POR QUE JUNHO É O MÊS DA TRIAGEM NEONATAL?

Junho é um mês significativo para a Triagem Neonatal, marcando um período de conscientização global sobre a importância dos testes como medida preventiva de danos à saúde dos bebês. Este artigo explora a evolução histórica da triagem neonatal, seus avanços tecnológicos e a contínua relevância desses programas na saúde pública.

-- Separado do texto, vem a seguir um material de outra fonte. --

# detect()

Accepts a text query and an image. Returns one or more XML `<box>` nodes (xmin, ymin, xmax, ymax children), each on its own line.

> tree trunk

Antes da introdução da triagem neonatal, a fenilcetonúria (PKU), uma doença descrita por Fölling em 1934, era um distúrbio devastador no qual os indivíduos afetados apresentavam severo comprometimento neurológico e intelectual. Eles eram destinados a uma vida de cuidados especiais, frequentemente afastados do convívio social. A triagem neonatal começou somente após demonstrar que os indivíduos com PKU poderiam ser tratados com uma dieta modificada. Se essa dieta fosse iniciada antes do dano neurológico, eles poderiam levar uma vida normal posteriormente.

Em 1951, em Birmingham, Reino Unido, foi desenvolvida a primeira dieta eficaz para PKU, marcando um avanço significativo na história da doença e da triagem neonatal. Sheila Jones, uma menina de dois anos com PKU, sua mãe Mary, e três profissionais do Hospital Infantil de Birmingham — a bioquímica Evelyn Hickmans, o pediatra John Gerrard e o médico Horst Bickel — foram os pioneiros dessa abordagem, possibilitando a mudança do curso natural da doença PKU para crianças em todo o mundo.

Sem o trabalho deles, o tratamento efetivo da PKU teria sido retardado e o estímulo necessário para a introdução precoce da triagem neonatal em toda a população também teria ocorrido de forma mais lenta. Isso teria sido prejudicial não apenas para aqueles com PKU, mas também para outras condições posteriormente incluídas nos programas de triagem neonatal.

Os testes de triagem neonatal tiveram início na década de 1960, quando o Dr. Robert Guthrie, médico microbiologista, desenvolveu com a ajuda da enfermeira Ada Susi, enfermeira técnica-chefe, um exame de inibição bacteriana para detectar os níveis de fenilalanina, responsável pela PKU. Este teste permitia a detecção precoce da PKU e possibilitava a introdução da dieta restritiva de fenilalanina a tempo de prevenir as sequelas neurológicas da doença.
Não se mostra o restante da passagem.